For the most part of the movie, I felt so lost. It seemed at first, like one of those movies about exorcisms. Then it felt as if a retribution story. And finally, it seemed philosophical to an extent with its finale.

It was such a long struggle to understand just what the monster was in the movie. It had me thinking that it was some sort of invisible entity that would be visible only to a few, just like in It Follows. As we later find out, it is but a conditioned monster imbedded in the minds of those experimented upon by a cult of old men and women, in search for what the other side of life would have in store for them.

The torture scenes from the film felt so unbearable for me. Just the thought of something like this being done in some part of the world made my stomach turn. The more I wanted the violence and gore in the film to stop, the more it fed me with nightmares to remember.

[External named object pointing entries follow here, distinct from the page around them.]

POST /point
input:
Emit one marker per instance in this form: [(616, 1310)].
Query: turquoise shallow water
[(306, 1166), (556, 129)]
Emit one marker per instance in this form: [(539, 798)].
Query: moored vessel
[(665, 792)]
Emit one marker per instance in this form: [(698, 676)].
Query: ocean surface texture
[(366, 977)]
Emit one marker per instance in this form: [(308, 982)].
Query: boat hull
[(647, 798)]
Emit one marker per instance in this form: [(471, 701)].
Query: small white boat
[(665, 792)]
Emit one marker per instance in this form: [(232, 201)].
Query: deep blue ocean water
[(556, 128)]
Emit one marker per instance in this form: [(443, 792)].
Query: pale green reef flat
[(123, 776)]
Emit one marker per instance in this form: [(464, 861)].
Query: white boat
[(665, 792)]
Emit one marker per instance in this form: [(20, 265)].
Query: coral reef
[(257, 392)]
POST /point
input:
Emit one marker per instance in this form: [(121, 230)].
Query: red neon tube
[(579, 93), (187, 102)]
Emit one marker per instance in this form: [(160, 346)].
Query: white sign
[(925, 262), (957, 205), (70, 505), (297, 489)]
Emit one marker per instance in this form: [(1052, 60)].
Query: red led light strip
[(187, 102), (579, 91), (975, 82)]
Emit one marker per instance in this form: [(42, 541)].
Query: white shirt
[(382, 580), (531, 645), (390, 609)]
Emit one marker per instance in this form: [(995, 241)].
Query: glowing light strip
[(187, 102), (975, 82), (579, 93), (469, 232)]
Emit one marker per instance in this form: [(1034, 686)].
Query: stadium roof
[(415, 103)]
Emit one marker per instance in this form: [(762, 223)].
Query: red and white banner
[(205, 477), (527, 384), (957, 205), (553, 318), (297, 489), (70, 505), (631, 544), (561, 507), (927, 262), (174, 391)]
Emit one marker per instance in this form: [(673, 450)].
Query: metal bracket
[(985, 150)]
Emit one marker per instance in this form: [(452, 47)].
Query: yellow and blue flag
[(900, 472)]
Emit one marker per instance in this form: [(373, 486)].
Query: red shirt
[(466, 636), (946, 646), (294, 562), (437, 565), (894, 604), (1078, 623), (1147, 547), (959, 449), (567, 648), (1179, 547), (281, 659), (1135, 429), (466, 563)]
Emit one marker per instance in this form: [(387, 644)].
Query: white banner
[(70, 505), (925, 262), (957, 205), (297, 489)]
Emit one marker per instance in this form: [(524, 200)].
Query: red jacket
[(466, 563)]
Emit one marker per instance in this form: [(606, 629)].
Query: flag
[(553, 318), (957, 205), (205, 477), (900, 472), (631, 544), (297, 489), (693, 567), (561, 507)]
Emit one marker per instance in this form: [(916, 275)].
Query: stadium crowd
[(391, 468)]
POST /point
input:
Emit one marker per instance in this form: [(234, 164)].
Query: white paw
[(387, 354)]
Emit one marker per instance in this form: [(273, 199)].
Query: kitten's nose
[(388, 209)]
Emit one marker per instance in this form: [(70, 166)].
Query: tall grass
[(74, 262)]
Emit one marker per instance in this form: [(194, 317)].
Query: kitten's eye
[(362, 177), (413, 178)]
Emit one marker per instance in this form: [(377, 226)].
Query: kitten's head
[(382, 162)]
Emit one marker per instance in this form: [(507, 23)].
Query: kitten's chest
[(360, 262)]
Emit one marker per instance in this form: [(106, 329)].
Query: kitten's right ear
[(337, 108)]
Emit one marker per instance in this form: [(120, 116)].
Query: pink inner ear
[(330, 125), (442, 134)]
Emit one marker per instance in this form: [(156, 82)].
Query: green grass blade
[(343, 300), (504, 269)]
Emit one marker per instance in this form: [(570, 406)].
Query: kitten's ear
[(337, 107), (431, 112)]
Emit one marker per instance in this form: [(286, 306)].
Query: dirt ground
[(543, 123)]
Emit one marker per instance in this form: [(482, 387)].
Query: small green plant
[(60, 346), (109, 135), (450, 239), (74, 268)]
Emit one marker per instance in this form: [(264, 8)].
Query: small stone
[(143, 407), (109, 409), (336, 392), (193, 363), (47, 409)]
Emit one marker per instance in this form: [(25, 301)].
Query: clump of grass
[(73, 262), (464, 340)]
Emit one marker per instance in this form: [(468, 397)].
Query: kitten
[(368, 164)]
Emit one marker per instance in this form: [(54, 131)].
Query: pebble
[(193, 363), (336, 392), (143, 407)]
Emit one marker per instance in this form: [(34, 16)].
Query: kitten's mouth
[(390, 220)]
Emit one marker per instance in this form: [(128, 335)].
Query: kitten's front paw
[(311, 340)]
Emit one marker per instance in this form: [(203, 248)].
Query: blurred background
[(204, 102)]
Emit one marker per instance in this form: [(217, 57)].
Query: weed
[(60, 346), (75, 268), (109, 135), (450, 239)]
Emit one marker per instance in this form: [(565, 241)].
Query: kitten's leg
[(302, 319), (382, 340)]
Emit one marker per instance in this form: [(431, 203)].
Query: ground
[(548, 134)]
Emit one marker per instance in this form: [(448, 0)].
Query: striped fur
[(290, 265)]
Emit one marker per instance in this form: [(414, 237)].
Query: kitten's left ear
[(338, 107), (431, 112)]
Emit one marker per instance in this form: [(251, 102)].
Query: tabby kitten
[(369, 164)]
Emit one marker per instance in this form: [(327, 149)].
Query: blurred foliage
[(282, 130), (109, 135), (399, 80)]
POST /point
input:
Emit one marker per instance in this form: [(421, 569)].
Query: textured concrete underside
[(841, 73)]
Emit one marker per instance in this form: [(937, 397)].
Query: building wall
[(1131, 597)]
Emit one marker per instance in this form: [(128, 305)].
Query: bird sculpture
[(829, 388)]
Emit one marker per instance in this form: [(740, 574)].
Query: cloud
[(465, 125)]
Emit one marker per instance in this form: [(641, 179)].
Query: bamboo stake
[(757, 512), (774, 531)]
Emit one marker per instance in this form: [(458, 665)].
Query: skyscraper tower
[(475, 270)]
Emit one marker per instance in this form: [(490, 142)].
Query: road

As with the concept of the damsel-in-distress, we find ourselves pitying Anna and the other torture victims in the film. Each passing day shown in the film felt more and more excruciating for the audience. Despite the horror we feel however, there is still this nagging feeling of what all of the torture is for. And we are introduced to the secret society who intends only to find out what comes after life of martyrdom, while lambasting the dignity of these young girls. We find that true martyrdom is found in Anna who willingly risks her life to save her troubled friend from the monsters in her head. This blows over into a full-on torture cycle that almost kills her, but not before she achieves “enlightenment.”

Repeatedly, her troubled friend is shown to be motivating Anna to just let go of her resistance to pain in order to find her peace. Having been murdered by her captors, she only wanted Anna to experience the least amount of pain as possible even in the afterlife.

In the scene where the old lady finds out what’s in store for her in the afterlife, we see that she is readying herself for the proclamation of what it is that Anna had told her. What we did not expect was for the old lady to take her own life. I think that this was such a good move for a last scene because it leaves the audience wanting to know what exactly Anna had told her. Whether it was a trick for the old woman to kill herself or whether it was that enticing to want to keep it to herself even at the cost of her life.

The film makes the audience curious about the “secret” but is the viewer ready to face the tortuous cycle that this comes with? Of course not. That’s exactly why we have the horror film. We want to entertain our darkest curiosities without having to risk anything of ourselves.